L'Arabie saoudite s'apprête à réduire drastiquement ses prix de vente officiels de pétrole brut pour l'Asie en juin, avec des baisses potentielles de plus de 50 % par rapport aux primes records fixées en mai, signe que la destruction de la demande commence à l'emporter sur la prime de risque géopolitique liée à la guerre en Iran.
« L'OSP de juin pour le pétrole brut de référence Arab Light pourrait glisser vers une prime de $7.50 à $14.50 le baril au-dessus des moyennes de Dubaï et d'Oman, soit $5 à $12 de moins par baril que l'OSP de mai », ont déclaré quatre sources dans une enquête de Reuters.
La baisse de prix attendue fait suite à un affaiblissement spectaculaire du marché physique. La prime du prix au comptant de Dubaï par rapport aux swaps s'est effondrée à $9.17 lundi, contre un sommet historique de plus de $60 en mars, selon les données de Reuters. La prime n'a atteint en moyenne que $15.22 en avril, soit moins de la moitié de la moyenne de $38.30 observée en mars.

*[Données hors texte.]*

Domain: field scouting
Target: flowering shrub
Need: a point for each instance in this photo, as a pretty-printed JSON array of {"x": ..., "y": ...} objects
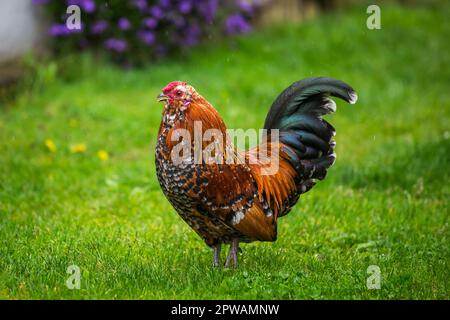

Cette décision met en lumière un marché tiraillé entre les craintes de rupture d'approvisionnement et la réalité du ralentissement de la demande. Alors que la guerre maintient un plancher sous les prix, le premier exportateur mondial de pétrole est désormais contraint de répondre aux raffineurs asiatiques qui reculent devant des coûts records, la décision finale sur les prix étant attendue vers le cinq du mois.
La demande se refroidit en Asie
Le principal moteur de la baisse des prix est un refroidissement notable de la demande, en particulier de la part de la Chine. Après que Saudi Aramco a porté ses prix de mai à des sommets historiques, les raffineurs chinois prévoyaient d'acheter seulement 20 millions de barils de brut, le volume le plus bas jamais enregistré. Ces raffineurs sont pris à la gorge par des marges faibles, car la hausse des coûts des matières premières a dépassé ce qu'ils peuvent facturer pour le carburant, une situation aggravée par les restrictions de Pékin sur les exportations de carburant raffiné. Les cargaisons de remplacement en provenance des États-Unis et d'Afrique de l'Ouest, ainsi que l'augmentation des achats de brut russe par l'Inde, ont également contribué à apaiser les achats de panique qui avaient saisi le marché au lendemain du conflit.
Prime de guerre contre destruction de la demande
Malgré le refroidissement du marché physique en Asie, le marché pétrolier au sens large reste sur le qui-vive. Les efforts diplomatiques pour mettre fin à la guerre en Iran semblent stagner, maintenant le détroit d'Ormuz effectivement fermé et soutenant les prix. Mardi, le baril de Brent pour livraison en juin a grimpé de $1.85 à $110.08, tandis que le brut de référence américain a ajouté $1.43 à $97.80. Cela crée une dynamique complexe où les prix du brut physique pour livraison immédiate en Asie s'assouplissent, alors même que les marchés à terme intègrent le risque d'un conflit plus large et plus prolongé.